秘密情報受領確認条項の条項・条文の役割
秘密情報受領確認条項は、秘密情報がいつ・どの範囲で開示されたかを明確にし、後日の認識相違や紛争を防止するための条文です。秘密保持義務の前提となる「受領事実」を確認しておくことで、秘密情報該当性を巡る争いを抑制できます。
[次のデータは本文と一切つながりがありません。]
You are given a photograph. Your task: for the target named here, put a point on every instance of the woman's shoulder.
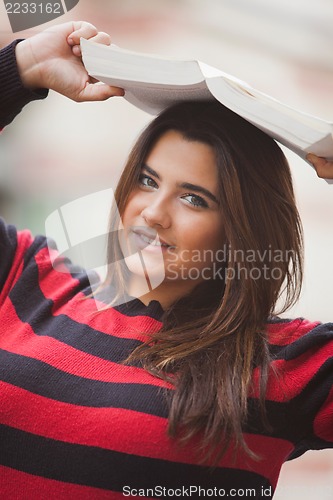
(299, 335)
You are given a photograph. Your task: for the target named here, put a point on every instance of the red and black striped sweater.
(77, 423)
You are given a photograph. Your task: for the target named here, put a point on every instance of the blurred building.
(58, 150)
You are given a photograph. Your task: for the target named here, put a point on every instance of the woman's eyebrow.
(186, 185)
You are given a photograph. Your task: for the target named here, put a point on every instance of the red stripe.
(293, 375)
(285, 333)
(60, 288)
(16, 485)
(119, 430)
(24, 240)
(25, 342)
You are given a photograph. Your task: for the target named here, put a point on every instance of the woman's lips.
(149, 243)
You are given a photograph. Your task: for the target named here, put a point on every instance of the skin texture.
(52, 59)
(187, 220)
(324, 168)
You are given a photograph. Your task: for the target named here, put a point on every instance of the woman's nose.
(157, 213)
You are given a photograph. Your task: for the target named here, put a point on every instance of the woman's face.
(172, 222)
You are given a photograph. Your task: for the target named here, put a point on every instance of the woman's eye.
(196, 200)
(147, 181)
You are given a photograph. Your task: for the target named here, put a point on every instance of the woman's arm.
(52, 60)
(49, 60)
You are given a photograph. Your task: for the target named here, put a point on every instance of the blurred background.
(57, 150)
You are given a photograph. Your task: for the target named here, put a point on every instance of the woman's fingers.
(81, 29)
(324, 168)
(101, 37)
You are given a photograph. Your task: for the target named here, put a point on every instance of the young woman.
(196, 387)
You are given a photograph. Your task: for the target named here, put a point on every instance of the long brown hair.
(212, 338)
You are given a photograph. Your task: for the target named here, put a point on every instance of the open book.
(153, 83)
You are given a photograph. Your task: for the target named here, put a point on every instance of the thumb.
(99, 92)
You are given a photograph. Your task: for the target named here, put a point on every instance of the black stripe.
(40, 378)
(314, 339)
(101, 468)
(8, 245)
(36, 310)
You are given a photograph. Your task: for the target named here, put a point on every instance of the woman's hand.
(324, 168)
(52, 60)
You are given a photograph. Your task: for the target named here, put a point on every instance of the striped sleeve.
(14, 247)
(303, 353)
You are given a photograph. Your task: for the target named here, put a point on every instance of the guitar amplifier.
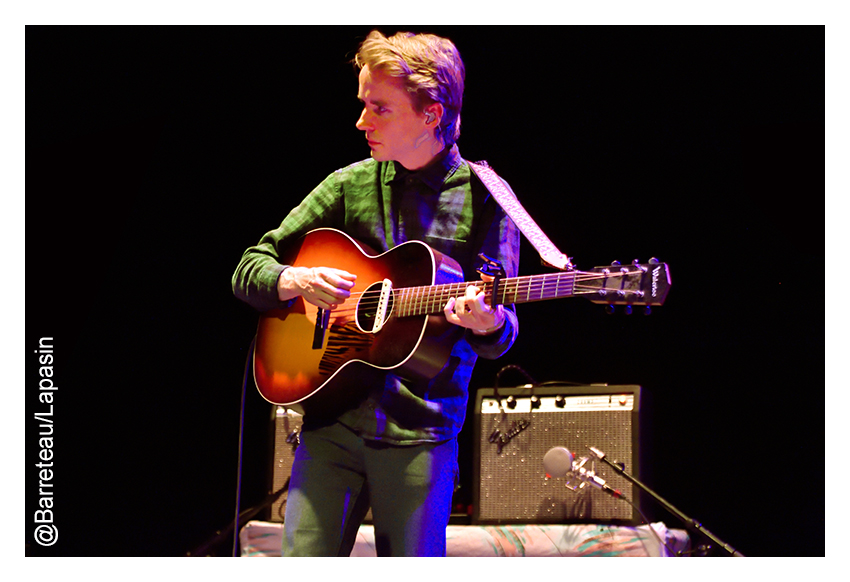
(286, 426)
(516, 427)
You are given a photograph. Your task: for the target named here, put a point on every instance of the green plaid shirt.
(382, 205)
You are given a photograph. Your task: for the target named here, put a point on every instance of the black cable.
(239, 457)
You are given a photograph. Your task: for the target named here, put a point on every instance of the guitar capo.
(492, 268)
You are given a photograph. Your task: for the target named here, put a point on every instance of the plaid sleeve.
(255, 278)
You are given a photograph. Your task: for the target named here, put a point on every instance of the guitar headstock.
(634, 284)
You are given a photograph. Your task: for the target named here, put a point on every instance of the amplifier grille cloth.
(513, 484)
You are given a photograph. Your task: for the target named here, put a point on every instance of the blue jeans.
(337, 475)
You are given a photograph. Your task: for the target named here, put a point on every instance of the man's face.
(394, 130)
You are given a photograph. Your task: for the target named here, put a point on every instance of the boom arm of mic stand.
(690, 523)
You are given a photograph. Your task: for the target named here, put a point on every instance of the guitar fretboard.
(432, 299)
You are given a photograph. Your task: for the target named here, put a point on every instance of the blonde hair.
(429, 66)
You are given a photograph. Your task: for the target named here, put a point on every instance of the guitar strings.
(413, 300)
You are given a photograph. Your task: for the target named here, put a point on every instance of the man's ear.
(433, 114)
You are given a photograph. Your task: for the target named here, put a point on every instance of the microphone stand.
(691, 524)
(244, 516)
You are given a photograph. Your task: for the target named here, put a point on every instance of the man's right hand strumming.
(324, 287)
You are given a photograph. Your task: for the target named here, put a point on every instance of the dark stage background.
(156, 155)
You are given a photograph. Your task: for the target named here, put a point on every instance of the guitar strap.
(512, 207)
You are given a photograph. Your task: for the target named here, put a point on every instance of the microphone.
(560, 462)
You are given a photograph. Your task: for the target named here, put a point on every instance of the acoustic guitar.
(307, 358)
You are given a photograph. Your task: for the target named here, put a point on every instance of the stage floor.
(263, 539)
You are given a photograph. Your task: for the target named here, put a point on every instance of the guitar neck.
(635, 284)
(432, 299)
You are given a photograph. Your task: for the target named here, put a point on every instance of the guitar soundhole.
(367, 308)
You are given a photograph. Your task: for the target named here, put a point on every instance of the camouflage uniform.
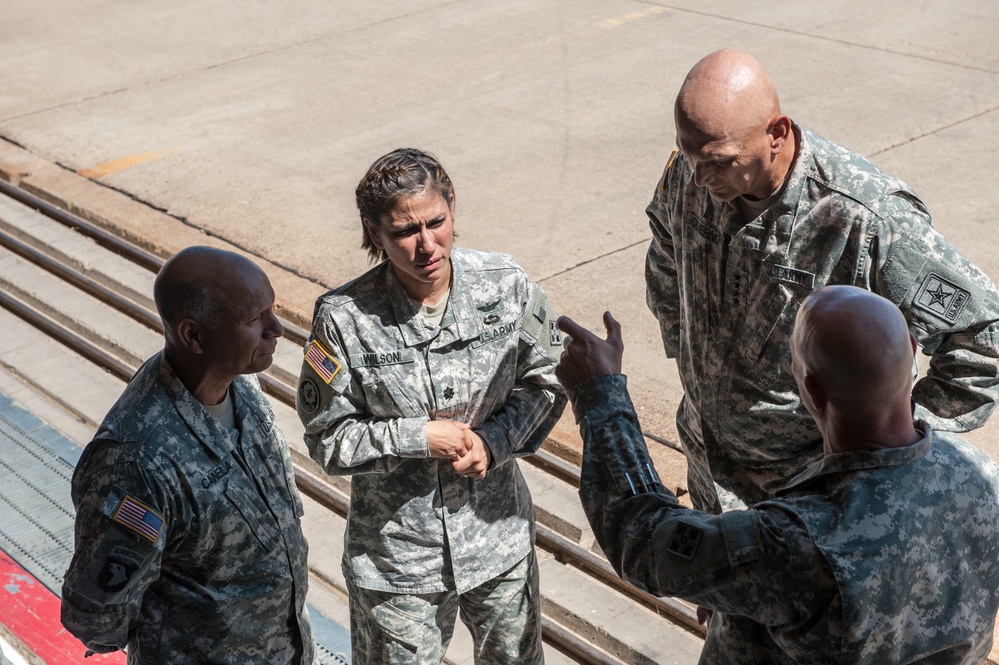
(890, 556)
(189, 547)
(376, 373)
(726, 292)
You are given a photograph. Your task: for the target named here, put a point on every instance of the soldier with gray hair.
(189, 545)
(424, 379)
(883, 551)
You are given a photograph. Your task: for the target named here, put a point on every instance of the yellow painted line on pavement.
(633, 16)
(121, 164)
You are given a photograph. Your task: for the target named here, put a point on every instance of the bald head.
(852, 360)
(194, 285)
(727, 93)
(730, 128)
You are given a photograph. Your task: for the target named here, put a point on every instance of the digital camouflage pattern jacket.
(866, 558)
(189, 546)
(726, 292)
(375, 373)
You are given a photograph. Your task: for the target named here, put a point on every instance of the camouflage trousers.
(503, 616)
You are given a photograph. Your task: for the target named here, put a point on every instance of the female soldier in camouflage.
(423, 379)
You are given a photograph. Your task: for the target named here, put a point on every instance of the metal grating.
(332, 640)
(36, 529)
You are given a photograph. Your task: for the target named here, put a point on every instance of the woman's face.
(417, 236)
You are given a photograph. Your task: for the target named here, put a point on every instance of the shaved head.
(194, 283)
(727, 93)
(852, 360)
(730, 128)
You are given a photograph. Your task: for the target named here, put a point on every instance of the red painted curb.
(31, 611)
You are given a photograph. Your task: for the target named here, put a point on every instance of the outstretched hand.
(586, 355)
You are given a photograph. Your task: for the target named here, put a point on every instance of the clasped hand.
(457, 442)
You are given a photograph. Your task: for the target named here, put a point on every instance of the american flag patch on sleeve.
(322, 361)
(139, 518)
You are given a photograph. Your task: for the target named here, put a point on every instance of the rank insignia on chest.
(449, 394)
(685, 540)
(322, 361)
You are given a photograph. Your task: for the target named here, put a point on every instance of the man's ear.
(816, 394)
(780, 130)
(189, 334)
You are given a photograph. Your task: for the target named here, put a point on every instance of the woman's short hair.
(402, 173)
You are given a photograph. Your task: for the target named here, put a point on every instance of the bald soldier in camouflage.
(884, 551)
(751, 215)
(189, 545)
(424, 379)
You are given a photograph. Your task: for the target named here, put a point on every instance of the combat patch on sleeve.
(669, 163)
(139, 518)
(322, 361)
(554, 334)
(941, 298)
(121, 564)
(685, 540)
(308, 395)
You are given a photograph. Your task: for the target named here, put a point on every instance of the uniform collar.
(862, 460)
(202, 424)
(461, 312)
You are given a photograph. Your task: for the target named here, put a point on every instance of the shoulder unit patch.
(941, 297)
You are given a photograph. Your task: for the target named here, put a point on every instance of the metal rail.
(311, 483)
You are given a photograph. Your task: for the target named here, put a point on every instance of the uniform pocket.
(255, 518)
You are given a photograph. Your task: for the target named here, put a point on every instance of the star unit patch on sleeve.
(554, 334)
(941, 297)
(322, 361)
(685, 540)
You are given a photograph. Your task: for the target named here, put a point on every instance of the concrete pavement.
(254, 121)
(251, 122)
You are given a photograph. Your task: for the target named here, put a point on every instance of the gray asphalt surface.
(253, 121)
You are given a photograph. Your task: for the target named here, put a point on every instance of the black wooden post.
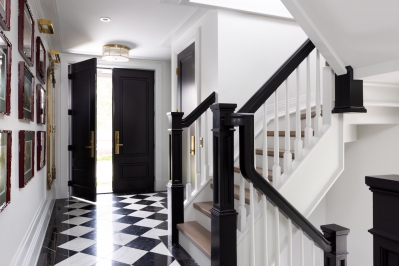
(337, 235)
(175, 186)
(224, 216)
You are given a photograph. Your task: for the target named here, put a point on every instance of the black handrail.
(246, 131)
(260, 97)
(197, 112)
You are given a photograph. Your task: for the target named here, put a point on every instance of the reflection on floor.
(117, 230)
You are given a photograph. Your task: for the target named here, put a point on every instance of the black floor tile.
(143, 243)
(154, 259)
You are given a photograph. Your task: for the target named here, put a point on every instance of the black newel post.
(224, 216)
(337, 235)
(175, 186)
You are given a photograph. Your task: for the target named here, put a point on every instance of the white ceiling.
(360, 33)
(147, 26)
主に秘密保持契約や業務委託契約、共同検討契約などで活用されます。
秘密情報受領確認条項の書き方のポイント
- 受領主体を明確にする
甲乙どちらが秘密情報を受領する立場かを明示することで、義務の帰属を明確にできます。 - 秘密情報の範囲の考え方を示す
書面・口頭・電子データなど媒体の違いを問わず対象とするかを整理しておくことが重要です。 - 確認方法を定める
受領記録、一覧表、メール通知など確認方法を定めておくと実務運用が安定します。 - 疑義が生じた場合の取扱いを規定する
範囲に争いが生じた場合の協議や確認手続を定めておくことで紛争予防につながります。 - 秘密保持条項との関係を整理する
受領確認条項は秘密保持義務条項と連動させることで実効性が高まります。
秘密情報受領確認条項の注意点
- 対象範囲が広すぎないか確認する
「あらゆる情報」を一律対象とすると運用上の混乱や過剰な義務負担が生じる可能性があります。 - 口頭開示の扱いを整理する
口頭情報も対象に含める場合は、後日の確認方法を併せて定めておく必要があります。 - 受領確認と秘密保持義務を混同しない
受領確認は事実確認であり、秘密保持義務そのものとは役割が異なるため条文構造を整理して記載します。 - 運用実態と整合させる
実際の情報共有方法と条文内容が一致していないと、証拠性や実効性が低下するおそれがあります。
※本記事は、契約書作成時の一般的な参考情報として整理したものです。実際の契約内容は個別事情に応じて調整してください。